A female client with an anal gonorrhea infection experiences painful bowel elimination and a purulent rectal discharge. The nurse would predict which symptom as most likely to develop as the microorganism disseminates throughout the body?
- A. Painful joints
- B. Sore throat
- C. Intermenstrual bleeding
- D. Painful urination
Correct Answer: A
Rationale: The client with an anal gonorrhea infection experiences symptoms of gonorrhea where the microorganism has invaded the rectum. After the microorganism disseminates throughout the body, the client may manifest a skin rash, fever, and painful joints. Other symptoms such as infections of the urinary tract or vagina, sore throat, intermenstrual bleeding due to cervicitis, and painful urination are associated with the organism's invasion of those structures, depending on the nature of the sexual contact.
The nurse is assessing an older adult client with a sexually transmitted infection (STI). Which of the following should inform the nurse's assessment?
- A. Older adults can be sexually active, and it is important to abandon biases suggesting otherwise.
- B. Older adults, because of their maturity, are rarely embarrassed to talk about this.
- C. Older adults know the ways to prevent STIs.
- D. Older adults who are sexually active have less risk for STIs than other age groups.
Correct Answer: A
Rationale: Nurses should abandon biases that older adults are sexually inactive. Therefore, when taking a health history, nurses should include questions about sexuality and behaviors that put them at risk for STIs. Older clients who are sexually active have the same risks of acquiring an STI as other age groups. Older adults who are not in monogamous relationships may not understand ways that are appropriate for preventing STIs. Some older adults with an STI are embarrassed and may not seek medical attention. Careful assessment is necessary to help the older adult receive medical treatment as quickly as possible.

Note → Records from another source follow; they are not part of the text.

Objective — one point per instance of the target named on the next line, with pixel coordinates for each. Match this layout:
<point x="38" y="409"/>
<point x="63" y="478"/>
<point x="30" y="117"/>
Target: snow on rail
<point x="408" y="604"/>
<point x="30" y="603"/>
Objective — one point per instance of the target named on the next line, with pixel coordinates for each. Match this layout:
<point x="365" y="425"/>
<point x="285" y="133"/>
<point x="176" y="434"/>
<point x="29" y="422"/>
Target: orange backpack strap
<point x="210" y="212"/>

The nurse is working in the labor and delivery suite when a client with active herpes simplex virus type 2 (HSV-2) appears in active labor. Which adjustment in the plan of care will the nurse prepare for?

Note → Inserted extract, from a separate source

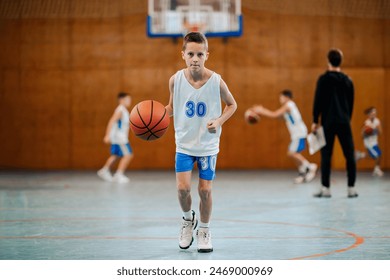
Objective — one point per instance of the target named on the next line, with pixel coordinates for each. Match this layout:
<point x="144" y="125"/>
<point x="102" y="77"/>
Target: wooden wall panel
<point x="59" y="78"/>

- A. Administer an intravenous antibiotic to the mom while in labor.
- B. Complete a full assessment of the newborn on delivery.

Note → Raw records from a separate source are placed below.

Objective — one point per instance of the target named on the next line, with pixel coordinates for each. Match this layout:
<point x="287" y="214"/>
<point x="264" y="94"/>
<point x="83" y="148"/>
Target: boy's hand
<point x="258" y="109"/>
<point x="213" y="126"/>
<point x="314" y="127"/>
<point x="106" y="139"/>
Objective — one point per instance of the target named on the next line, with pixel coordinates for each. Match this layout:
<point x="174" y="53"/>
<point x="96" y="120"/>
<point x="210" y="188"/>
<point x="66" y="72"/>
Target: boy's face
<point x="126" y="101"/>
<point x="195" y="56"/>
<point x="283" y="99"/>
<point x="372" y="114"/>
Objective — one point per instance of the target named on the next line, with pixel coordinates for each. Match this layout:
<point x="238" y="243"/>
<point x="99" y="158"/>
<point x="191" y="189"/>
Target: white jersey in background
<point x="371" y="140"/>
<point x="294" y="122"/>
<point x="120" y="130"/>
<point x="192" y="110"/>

- C. Prepare for a cesarean section.
- D. Place an antibacterial ointment on the mother's lesions.
Correct Answer: C
Rationale: The nurse is most accurate to prepare for a cesarean section because the mother has an active lesion and does not want to transmit the virus to the newborn. Antibiotic therapy does not prevent the transmission of the infection. A full assessment is always completed on the newborn and is not an adjustment in the plan of care. Antibacterial ointment is not placed on the mother's lesions.